La grâce de l’écoute et de la pratique de la Parole de Dieu

16ième dimanche ordinaire
Textes : Gn 18, 1-10a ; Col 1, 24-28 ; Lc 10, 38-42

Que de fois n’avons-nous pas opposé Marthe à Marie, quitte à prendre partie pour la dernière ? Le parti pris paraît tout à fait justifié. A l’angoisse manifestée par Marthe au sujet de l’attitude de Marie, Jésus semble avoir donné raison à la dernière. Il ne peut en être autrement à la lecture de cette remarque : « Marthe, Marthe, tu t’inquiètes et tu t’agites pour bien des choses. Une seule est nécessaire. Marie a choisi la meilleure part : elle ne lui sera pas enlevée [1] ». La question semble être définitivement tranchée, avec toutes les conclusions que chacun peut en tirer.

Il se dégage de cette lecture deux catégories et deux styles de vie qui s’opposent. D’un côté Marthe représente la vie laborieuse, peineuse et temporelle, Marie, de l’autre, la vie tranquille, bienheureuse et éternelle. Au-delà de la polémique quant à ce qui est juste et vertueux, l’histoire de Marthe et Marie indique deux approches complémentaires au service de l’Evangile. Marthe caractérise la vie active, Marie la vie contemplative. Peut-on vraiment privilégier l’une aux dépens de l’autre ?

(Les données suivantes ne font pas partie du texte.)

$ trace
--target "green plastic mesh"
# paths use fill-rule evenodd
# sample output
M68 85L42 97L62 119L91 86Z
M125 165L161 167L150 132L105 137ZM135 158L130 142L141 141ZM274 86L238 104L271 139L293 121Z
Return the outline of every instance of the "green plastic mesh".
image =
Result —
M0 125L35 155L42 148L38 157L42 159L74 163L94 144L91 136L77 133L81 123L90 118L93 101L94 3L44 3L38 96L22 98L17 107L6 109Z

Ce débat pose plus que la question d’une quelconque opposition entre la vie contemplative et la vie active. Rien dans l’attitude de Jésus ne nous autoriserait à exalter l’une au détriment de l’autre. L’histoire du bon Samaritain le rappelle à dessein. Alors que le docteur de la Loi se satisfait du seul principe, Jésus y ajoute la pratique. Elle est en effet l’illustration du principe et le rend pertinent. C’est ce qu’il convient de voir dans la complémentarité entre les deux sœurs. Marthe et Marie, loin de s’opposer, montrent les deux facettes indispensables de la vie chrétienne.

Chacun des deux aspects comporte ses risques et ne saurait se suffire à lui-même. Qu’on se souvienne de l’épisode de la transfiguration. Saisis par la beauté de l’événement dont ils viennent d’être les témoins, Pierre, Jacques et Jean ont suggéré à Jésus de dresser trois tentes et de rester en haut de la montagne. Mais Jésus les a invités à descendre dans la vallée et à s’impliquer dans la vie de tous les jours. Ils doivent devenir comme le levain qui fait monter la pâte, ou comme le sel qui donne goût à la nourriture. C’est ainsi qu’il faudrait concevoir la contemplation qui est reconnue à Marie. La méditation devient dès lors le ressourcement nécessaire dont l’homme a besoin pour se projeter dans le feu de l’action et vivre ses convictions au jour le jour. Que vaudrait autrement une méditation qui dispenserait de l’amour concret du prochain ?

L’histoire de Marthe et de Marie rappelle néanmoins que l’essentiel se trouve dans l’accueil de la révélation divine par une attitude d’écoute qui mène inexorablement à l’action. La règle de vie monastique en est un excellent exemple. Quoiqu’ils soient connus comme des contemplatifs, les moines ont établi un équilibre parfait entre la prière et le travail, comme l’atteste la devise traditionnelle de la vie bénédictine : « ora et labora ».

Par la prière et l’écoute de la Parole de Dieu, le croyant se laisse renouveler dans la Vérité afin de porter les fruits du salut. Telle est la vocation des croyants, comme l’a rappelé saint Paul aux Colossiens. Si la foi est la source de notre vie, elle ne peut que nous inviter à la mettre en pratique, et donc à nous tourner vers les autres. Aussi sommes-nous encouragés à vivre en fraternité et à nous mettre au service les uns des autres. C’est ainsi qu’Abraham a donné l’hospitalité aux anges de Dieu. Ce geste lui vaudra le fils de la promesse. Dans la fidélité à l’écoute et à la mise en pratique de la Parole, que le salut de Dieu se réalise en chacun de nous.